Several Semi-related Thoughts About Advertising


I'm back.  No one noticed I've not posted for several months.  No tears.  I'll continue talking to myself.  I do that a lot anyway -- or so my wife claims.  

I'm a collector of quotations -- probably because I've never felt accomplished enough to offer something stirring of my own.  It's okay.  I'm comfortable with that fact.  In my office, I have several files full of advertising quotations.  I review them regularly to stoke the fires of my creative idealism.  Here are four that happen to strike my fancy at this particular moment.


From the 1957 Yale Baccalaureate Address:


"Could a commitee have written 'The Odyssey,' or Warhol's soup cans been painted by a club?  Could the New Testament have been composed by a conference?  Creative ideas do not spring from groups.  They spring from individuals."


From Bill Bernbach, advertising icon and DDB founding partner:


"I have spent so much time urging freshness and originality, let me quickly add that doing it differently is not enough.  The pre-eminence of creativity in advertising  is not a license to be pretentious, or to put it as unpretentiously as I can, it is not a license to be phony, to do abstract acrobatics.  Your job is to simplify, to dramatize, to use all your taqlents to make crystal clear and memorable the message of the advertisement.  Yes, your ad ought to make noise, so that it will get noticed, but not a senseless noise."
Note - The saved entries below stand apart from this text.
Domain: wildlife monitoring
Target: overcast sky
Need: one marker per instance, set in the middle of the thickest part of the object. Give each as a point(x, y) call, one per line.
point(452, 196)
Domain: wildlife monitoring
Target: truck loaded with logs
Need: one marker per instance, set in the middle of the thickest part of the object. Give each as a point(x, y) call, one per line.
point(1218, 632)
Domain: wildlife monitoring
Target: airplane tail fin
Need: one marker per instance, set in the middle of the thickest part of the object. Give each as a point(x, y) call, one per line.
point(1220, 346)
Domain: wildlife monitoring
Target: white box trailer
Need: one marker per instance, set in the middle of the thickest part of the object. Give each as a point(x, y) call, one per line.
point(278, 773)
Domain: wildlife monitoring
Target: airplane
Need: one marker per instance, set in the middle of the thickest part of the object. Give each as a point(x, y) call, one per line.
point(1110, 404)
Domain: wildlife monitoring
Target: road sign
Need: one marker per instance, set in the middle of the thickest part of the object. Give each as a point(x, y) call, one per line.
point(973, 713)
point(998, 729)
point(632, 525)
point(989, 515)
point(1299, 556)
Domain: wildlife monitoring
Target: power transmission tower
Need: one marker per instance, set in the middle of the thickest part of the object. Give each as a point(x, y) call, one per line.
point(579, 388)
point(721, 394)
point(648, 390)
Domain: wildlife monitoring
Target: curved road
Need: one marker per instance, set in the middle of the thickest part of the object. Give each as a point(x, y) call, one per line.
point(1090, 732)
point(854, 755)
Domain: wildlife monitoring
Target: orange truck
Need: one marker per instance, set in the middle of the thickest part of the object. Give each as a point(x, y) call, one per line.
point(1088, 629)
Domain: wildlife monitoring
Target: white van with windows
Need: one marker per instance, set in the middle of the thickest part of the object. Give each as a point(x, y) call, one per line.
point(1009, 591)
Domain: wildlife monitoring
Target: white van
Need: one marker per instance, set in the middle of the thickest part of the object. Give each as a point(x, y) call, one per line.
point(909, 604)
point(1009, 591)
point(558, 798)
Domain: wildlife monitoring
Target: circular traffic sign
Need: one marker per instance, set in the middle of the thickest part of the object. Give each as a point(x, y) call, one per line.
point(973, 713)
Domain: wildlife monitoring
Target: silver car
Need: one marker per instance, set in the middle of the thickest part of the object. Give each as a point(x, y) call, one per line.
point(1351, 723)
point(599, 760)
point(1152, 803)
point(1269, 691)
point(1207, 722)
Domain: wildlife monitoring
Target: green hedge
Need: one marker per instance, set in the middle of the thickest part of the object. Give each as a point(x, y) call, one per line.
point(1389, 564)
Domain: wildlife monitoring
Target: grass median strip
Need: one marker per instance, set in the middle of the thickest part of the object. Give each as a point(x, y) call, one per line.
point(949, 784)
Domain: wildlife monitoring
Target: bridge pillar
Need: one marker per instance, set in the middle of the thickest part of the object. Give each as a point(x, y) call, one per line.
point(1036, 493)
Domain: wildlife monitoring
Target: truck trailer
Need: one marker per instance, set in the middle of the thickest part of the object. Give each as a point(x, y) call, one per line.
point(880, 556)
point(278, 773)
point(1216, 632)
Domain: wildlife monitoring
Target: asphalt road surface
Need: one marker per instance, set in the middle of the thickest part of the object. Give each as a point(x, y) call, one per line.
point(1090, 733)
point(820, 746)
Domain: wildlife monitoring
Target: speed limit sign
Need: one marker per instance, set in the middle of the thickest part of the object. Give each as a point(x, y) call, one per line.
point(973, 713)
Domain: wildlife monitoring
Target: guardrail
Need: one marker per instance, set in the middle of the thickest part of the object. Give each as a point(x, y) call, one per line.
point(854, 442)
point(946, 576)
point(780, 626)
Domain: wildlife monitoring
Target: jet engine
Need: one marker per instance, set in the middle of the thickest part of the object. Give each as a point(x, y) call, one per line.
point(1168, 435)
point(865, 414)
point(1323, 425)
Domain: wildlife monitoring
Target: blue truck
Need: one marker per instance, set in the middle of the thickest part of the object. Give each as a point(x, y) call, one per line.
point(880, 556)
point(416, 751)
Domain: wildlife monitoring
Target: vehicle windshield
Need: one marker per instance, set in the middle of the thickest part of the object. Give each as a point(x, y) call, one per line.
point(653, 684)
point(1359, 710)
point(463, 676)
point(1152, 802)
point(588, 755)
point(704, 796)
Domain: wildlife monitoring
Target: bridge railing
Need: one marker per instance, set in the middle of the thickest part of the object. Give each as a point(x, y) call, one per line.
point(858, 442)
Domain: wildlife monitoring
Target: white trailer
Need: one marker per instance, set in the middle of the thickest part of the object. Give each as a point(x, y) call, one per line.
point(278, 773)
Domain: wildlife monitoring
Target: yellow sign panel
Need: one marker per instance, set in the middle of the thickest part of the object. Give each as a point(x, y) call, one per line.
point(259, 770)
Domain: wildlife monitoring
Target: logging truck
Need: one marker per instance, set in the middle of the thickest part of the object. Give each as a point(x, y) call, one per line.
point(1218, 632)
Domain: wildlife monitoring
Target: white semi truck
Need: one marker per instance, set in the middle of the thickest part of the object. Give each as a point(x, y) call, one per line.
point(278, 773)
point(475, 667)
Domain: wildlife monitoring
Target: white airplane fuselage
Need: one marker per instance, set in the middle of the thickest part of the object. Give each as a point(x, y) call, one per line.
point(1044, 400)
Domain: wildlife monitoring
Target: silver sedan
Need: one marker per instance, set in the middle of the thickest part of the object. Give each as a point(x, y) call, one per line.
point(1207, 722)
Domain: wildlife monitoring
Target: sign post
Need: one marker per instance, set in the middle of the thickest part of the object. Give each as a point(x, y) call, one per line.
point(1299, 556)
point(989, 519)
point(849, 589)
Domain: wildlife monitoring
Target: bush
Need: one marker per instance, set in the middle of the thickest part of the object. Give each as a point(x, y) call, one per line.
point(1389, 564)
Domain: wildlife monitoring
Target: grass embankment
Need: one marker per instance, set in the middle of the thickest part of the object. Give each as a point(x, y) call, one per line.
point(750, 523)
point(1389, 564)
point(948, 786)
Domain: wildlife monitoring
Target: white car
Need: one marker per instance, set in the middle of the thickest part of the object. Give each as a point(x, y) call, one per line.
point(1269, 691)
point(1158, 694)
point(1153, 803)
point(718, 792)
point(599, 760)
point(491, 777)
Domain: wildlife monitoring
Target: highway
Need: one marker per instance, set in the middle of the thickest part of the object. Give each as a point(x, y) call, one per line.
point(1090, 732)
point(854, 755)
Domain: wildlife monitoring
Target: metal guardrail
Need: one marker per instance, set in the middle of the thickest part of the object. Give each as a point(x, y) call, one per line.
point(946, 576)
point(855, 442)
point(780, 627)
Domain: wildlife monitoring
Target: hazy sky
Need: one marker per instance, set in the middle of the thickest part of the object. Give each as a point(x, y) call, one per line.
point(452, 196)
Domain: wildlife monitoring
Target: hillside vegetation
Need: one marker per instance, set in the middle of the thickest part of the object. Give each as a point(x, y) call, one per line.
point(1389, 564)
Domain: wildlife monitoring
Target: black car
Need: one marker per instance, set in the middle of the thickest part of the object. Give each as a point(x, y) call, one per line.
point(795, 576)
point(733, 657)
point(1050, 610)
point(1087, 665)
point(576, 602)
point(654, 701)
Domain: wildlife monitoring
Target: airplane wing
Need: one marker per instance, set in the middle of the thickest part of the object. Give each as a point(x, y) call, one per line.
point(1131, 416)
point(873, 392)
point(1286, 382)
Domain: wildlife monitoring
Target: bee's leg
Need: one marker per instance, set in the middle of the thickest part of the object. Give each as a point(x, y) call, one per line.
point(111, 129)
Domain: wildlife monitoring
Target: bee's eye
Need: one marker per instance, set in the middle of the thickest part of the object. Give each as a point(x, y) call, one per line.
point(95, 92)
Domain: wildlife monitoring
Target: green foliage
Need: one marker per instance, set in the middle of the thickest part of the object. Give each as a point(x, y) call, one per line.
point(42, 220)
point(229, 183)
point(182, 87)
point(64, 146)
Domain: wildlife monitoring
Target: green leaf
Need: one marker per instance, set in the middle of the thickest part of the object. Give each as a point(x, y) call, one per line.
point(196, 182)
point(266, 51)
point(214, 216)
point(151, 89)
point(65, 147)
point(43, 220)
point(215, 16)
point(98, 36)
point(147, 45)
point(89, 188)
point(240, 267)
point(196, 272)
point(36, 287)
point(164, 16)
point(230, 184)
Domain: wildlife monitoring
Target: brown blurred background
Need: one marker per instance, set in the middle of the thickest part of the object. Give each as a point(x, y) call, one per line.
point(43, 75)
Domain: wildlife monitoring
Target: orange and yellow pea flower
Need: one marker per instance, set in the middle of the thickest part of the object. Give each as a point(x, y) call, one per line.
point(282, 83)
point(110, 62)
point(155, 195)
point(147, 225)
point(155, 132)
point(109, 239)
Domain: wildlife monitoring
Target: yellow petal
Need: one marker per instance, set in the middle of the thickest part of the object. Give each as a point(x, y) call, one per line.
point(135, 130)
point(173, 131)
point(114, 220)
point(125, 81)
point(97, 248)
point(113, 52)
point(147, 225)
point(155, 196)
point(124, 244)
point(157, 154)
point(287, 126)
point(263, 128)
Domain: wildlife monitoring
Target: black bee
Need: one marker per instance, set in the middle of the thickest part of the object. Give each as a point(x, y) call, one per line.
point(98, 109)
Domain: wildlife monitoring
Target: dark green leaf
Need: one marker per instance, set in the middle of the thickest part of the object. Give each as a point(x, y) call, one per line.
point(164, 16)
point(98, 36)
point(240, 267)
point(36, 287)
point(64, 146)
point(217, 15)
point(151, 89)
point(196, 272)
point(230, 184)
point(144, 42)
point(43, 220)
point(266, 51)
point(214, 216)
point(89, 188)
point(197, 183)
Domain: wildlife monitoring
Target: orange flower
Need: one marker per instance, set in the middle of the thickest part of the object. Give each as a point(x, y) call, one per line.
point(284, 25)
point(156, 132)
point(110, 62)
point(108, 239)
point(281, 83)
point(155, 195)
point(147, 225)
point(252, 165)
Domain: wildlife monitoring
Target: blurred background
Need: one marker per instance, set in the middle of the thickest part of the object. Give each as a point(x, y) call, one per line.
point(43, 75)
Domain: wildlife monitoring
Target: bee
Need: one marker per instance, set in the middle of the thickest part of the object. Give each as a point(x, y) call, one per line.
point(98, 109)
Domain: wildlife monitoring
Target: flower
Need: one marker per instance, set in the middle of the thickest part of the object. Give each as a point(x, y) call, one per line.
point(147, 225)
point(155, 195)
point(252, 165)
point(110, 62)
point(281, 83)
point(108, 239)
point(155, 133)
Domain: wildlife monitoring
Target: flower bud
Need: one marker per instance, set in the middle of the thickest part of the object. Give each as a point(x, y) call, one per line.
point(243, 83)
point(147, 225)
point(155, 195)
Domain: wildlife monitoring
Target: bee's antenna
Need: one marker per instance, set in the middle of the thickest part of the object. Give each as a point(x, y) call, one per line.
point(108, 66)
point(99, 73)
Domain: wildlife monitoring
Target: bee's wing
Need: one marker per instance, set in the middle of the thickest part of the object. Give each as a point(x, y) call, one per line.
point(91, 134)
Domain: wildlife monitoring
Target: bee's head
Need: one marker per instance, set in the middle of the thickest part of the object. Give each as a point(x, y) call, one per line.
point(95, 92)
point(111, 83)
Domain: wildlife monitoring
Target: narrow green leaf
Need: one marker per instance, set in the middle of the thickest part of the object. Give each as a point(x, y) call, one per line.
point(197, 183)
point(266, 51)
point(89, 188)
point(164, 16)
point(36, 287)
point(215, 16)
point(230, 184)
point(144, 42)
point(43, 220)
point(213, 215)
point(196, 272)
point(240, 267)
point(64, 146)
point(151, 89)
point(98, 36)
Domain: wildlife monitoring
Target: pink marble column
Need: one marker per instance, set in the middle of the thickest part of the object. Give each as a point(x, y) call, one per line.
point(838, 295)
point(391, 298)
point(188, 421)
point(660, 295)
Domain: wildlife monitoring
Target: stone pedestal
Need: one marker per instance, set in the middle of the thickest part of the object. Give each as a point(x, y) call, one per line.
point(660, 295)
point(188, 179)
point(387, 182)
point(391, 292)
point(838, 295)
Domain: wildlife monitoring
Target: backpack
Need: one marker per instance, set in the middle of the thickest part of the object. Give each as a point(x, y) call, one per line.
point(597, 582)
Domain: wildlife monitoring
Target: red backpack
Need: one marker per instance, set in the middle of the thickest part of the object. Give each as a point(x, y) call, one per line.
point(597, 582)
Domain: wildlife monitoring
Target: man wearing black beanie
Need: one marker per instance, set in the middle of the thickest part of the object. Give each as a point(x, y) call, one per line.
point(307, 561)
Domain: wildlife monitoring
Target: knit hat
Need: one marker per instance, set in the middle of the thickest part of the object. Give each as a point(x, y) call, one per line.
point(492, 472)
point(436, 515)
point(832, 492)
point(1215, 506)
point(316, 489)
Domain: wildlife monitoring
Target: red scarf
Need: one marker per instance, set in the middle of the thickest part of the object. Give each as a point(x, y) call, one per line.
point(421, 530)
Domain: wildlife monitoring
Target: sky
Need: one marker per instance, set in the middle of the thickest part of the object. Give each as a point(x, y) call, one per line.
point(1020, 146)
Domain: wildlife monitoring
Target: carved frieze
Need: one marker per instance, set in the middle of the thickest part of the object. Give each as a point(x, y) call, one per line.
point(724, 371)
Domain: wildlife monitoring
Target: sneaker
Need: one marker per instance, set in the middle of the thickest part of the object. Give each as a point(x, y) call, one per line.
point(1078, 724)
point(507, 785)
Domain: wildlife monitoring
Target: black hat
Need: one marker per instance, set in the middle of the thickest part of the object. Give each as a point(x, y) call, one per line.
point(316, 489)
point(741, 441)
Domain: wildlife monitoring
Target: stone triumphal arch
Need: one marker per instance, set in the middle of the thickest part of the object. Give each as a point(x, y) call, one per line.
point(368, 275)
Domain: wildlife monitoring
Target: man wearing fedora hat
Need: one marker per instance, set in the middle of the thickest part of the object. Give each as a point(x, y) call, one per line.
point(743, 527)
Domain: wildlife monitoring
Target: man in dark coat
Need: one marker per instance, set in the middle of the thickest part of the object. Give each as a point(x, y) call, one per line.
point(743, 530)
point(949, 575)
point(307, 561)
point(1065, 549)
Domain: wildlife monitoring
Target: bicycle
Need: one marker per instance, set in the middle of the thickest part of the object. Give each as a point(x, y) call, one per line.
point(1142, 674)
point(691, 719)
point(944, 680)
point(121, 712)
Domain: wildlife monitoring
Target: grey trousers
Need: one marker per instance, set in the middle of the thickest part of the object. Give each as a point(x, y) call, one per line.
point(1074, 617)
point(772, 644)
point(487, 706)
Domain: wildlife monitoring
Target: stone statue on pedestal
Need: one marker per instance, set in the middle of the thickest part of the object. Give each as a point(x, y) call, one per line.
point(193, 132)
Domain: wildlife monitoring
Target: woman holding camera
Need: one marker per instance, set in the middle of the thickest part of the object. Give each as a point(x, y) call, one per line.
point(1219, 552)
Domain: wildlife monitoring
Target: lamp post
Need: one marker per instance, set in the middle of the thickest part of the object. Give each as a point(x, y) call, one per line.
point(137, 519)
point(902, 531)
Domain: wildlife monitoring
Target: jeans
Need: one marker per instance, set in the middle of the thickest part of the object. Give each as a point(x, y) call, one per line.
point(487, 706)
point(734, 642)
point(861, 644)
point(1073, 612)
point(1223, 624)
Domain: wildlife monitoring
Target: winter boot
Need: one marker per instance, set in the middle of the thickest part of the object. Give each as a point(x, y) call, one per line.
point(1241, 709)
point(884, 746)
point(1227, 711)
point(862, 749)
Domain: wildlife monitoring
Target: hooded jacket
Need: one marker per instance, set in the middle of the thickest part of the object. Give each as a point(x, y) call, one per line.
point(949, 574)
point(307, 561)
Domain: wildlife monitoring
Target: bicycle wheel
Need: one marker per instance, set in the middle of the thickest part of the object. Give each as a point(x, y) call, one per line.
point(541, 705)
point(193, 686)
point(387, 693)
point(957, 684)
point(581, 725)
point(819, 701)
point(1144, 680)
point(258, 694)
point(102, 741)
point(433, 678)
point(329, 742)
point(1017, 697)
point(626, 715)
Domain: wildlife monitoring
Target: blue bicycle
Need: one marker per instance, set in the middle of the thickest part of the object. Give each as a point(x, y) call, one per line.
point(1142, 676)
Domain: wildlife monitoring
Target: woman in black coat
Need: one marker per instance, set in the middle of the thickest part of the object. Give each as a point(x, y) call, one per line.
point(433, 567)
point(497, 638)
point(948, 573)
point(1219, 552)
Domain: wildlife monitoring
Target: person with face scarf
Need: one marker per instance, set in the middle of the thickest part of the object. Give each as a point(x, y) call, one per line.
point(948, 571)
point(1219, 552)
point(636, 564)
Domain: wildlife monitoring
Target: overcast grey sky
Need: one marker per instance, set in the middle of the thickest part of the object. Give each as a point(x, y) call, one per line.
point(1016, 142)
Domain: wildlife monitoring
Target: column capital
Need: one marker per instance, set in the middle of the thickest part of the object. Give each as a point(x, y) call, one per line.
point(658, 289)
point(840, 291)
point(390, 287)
From Jim Riswold, Creative Director at Weiden & Kennedy:


"Noise is nothing but shouting.  Shouting has been, is, and always will be a fail-safe recipe for bad advertising; it's hollow, braggadocio, vain, boorish, rude and a complete waste of time.  It doesn't care about the consumer.  The best advertising is, if you enjoy fancy terms, a symbiotic relationship, or if you prefer simple terms, a friendship between a brand and a consumer."


From Thelonious Monk, famed jazz musician and "beatnik:"


"I take risks.  The only cats who are worthwhile are the ones that take risks."